CLOSE
Viking
Viking

10 Things You Might Not Know About Stephen King’s It

Viking
Viking

Stephen King’s novel It, first published in 1986, is known for its whopping page count and multigenerational horror saga. Thanks to a new film adaptation, buzz around It has spiked again recently. It will be the novel’s second trip to the screen, following a 1990 television miniseries.

If you only have a passing familiarity with the story, you might think it’s simply about a killer clown. But there’s far more to the sprawling saga of The Losers' Club and the fictional setting of Derry, Maine. Here are 10 things you might not have known about the bestselling book of 1986.

1. THE NOVEL WAS INSPIRED BY A NORWEGIAN FAIRY TALE.

The Three Billy Goats Gruff, a classic Norwegian fairy tale about three scrappy goats outsmarting a bridge troll, might sound like a far cry from a 1000-plus page horror novel, but Stephen King cites it as a primary inspiration. He expanded the bridge to encompass an entire city, and the troll morphed into the terrifying demonic entity known as IT.  

“I decided that the bridge could be the city, if there was something under it,” King wrote on his website. “What’s under a city? Tunnels. Sewers ... I thought of how such a story might be cast; how it might be possible to create a ricochet effect, interweaving the stories of the children and the adults they become. Sometime in the summer of 1981 I realized that I had to write the troll under the bridge or leave him—IT—forever.”

2. STEPHEN KING SPENT FOUR YEARS WRITING IT.

King is notoriously prolific, with more than 50 novels to his name. In fact, when It first came out, it was part of a wave of four books King published in the span of just 14 months.
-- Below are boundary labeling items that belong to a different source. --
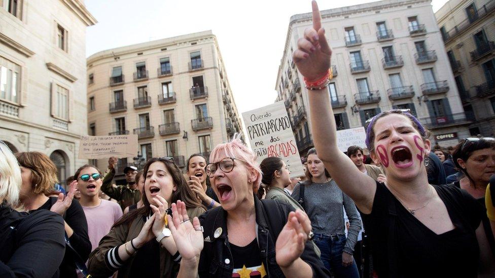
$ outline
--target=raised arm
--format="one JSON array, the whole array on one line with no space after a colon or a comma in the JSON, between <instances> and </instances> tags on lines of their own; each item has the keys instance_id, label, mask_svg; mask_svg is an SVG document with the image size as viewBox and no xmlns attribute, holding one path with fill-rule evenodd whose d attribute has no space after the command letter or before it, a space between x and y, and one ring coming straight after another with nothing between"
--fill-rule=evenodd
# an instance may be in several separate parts
<instances>
[{"instance_id":1,"label":"raised arm","mask_svg":"<svg viewBox=\"0 0 495 278\"><path fill-rule=\"evenodd\" d=\"M315 1L312 4L313 27L304 31L304 37L298 41L298 49L293 54L298 69L309 82L325 76L330 67L332 56L325 29L322 28L318 5ZM360 210L369 213L371 211L376 184L373 179L359 171L350 158L339 150L335 119L328 88L310 91L308 98L311 132L318 157L342 190L354 200Z\"/></svg>"}]
</instances>

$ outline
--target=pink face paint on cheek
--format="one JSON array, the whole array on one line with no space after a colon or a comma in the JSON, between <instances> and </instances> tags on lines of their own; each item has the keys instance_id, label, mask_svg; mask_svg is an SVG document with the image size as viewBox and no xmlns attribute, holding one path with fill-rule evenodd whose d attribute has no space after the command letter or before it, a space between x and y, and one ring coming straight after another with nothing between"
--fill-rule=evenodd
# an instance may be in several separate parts
<instances>
[{"instance_id":1,"label":"pink face paint on cheek","mask_svg":"<svg viewBox=\"0 0 495 278\"><path fill-rule=\"evenodd\" d=\"M414 144L416 144L416 146L417 148L419 149L419 154L417 154L416 157L419 161L419 163L423 162L423 153L425 152L425 149L421 146L421 145L418 143L418 142L421 142L421 137L418 136L417 135L414 135Z\"/></svg>"},{"instance_id":2,"label":"pink face paint on cheek","mask_svg":"<svg viewBox=\"0 0 495 278\"><path fill-rule=\"evenodd\" d=\"M385 147L383 145L378 145L376 147L376 153L378 154L381 164L385 168L388 167L388 154L386 153Z\"/></svg>"}]
</instances>

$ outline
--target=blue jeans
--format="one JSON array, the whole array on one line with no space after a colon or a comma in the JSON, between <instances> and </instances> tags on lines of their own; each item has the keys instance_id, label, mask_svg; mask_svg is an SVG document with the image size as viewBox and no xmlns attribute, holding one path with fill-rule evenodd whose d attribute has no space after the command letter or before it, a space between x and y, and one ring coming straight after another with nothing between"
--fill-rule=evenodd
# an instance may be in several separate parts
<instances>
[{"instance_id":1,"label":"blue jeans","mask_svg":"<svg viewBox=\"0 0 495 278\"><path fill-rule=\"evenodd\" d=\"M323 264L335 277L359 278L359 272L356 262L348 266L342 265L342 252L345 245L345 235L329 235L314 233L313 241L322 251Z\"/></svg>"}]
</instances>

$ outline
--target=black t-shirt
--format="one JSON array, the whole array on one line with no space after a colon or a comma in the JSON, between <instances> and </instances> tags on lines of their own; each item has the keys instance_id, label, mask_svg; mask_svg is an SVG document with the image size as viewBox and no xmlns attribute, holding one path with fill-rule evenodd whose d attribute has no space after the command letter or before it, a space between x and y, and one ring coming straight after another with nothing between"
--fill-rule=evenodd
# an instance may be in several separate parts
<instances>
[{"instance_id":1,"label":"black t-shirt","mask_svg":"<svg viewBox=\"0 0 495 278\"><path fill-rule=\"evenodd\" d=\"M384 184L377 182L376 186L371 213L364 215L363 220L371 242L373 264L380 278L390 276L390 246L395 253L390 258L395 258L399 276L477 276L479 250L475 230L480 225L483 208L475 199L454 187L434 185L455 226L436 234L411 214ZM391 202L395 204L397 216L389 213ZM393 236L389 235L390 225L394 227Z\"/></svg>"},{"instance_id":2,"label":"black t-shirt","mask_svg":"<svg viewBox=\"0 0 495 278\"><path fill-rule=\"evenodd\" d=\"M261 262L260 247L255 238L243 247L230 244L234 270L232 277L263 278L266 276L265 266Z\"/></svg>"}]
</instances>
Between 1986 and 1987, King published It, The Eyes of the Dragon, Misery, and The Tommyknockers. Given that kind of productivity, it would be easy to assume that King seamlessly produces doorstoppers in mere months. But appearances can be deceiving: It took four years to write.

3. IT'S KING’S SECOND LONGEST NOVEL.

Clocking in at a whopping 1138 pages, It is second only to The Stand (which came in at 1153 pages) as King’s longest work to date. It weighs four pounds.
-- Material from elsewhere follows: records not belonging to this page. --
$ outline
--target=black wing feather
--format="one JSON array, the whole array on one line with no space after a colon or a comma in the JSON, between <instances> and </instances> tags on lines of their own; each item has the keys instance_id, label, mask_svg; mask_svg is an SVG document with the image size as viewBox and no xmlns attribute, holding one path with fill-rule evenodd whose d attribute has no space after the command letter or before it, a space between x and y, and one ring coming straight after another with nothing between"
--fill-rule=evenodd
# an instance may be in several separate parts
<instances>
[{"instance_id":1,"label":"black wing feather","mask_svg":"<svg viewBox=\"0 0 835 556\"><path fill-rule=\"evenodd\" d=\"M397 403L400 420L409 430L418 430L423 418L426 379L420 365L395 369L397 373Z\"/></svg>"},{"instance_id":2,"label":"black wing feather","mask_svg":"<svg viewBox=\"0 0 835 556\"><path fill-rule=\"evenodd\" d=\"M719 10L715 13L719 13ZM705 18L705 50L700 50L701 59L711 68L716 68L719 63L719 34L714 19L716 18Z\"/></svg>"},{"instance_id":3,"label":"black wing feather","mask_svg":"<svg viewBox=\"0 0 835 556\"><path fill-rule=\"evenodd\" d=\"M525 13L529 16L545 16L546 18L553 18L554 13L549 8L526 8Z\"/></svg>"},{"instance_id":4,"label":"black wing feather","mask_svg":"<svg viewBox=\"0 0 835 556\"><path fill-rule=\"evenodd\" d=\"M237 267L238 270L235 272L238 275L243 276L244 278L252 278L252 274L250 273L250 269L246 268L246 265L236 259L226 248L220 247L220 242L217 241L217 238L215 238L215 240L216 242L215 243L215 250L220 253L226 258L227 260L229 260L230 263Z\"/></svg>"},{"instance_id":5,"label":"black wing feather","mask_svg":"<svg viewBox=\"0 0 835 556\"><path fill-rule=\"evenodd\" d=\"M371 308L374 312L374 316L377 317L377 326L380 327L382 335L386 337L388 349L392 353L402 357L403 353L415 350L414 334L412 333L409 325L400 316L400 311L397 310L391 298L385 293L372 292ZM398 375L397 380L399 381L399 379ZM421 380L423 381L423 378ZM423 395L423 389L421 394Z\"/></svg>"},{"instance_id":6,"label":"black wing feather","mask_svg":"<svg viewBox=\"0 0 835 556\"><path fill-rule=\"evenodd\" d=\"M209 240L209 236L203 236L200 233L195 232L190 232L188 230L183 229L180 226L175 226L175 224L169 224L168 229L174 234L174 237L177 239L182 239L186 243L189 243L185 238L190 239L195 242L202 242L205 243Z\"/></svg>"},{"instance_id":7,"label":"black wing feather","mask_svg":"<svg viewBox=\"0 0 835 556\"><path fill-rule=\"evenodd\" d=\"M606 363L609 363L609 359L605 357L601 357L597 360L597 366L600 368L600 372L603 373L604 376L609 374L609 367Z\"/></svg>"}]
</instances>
4. THE MOST CONTROVERSIAL SCENE IN IT IS TOO DISTURBING FOR ANY ADAPTATION.

It contains an infamous sex scene. In it, the main group of 11- and 12-year-old kids—known as The Losers' Club—gets lost in the sewers after temporarily defeating IT. In order to find their way out, they all have sex with the lone female member of the group as a sort of ritual. “Mike comes to her, then Richie, and the act is repeated ... she closes her eyes as Stan comes to her and she thinks of the birds,” King writes in It.

“I wasn't really thinking of the sexual aspect of it," King later explained of his intentions in writing the controversial scene. "The sexual act connected childhood and adulthood ... Times have changed since I wrote that scene and there is now more sensitivity to those issues."

5. IT WAS WRITTEN UNDER THE INFLUENCE OF COCAINE.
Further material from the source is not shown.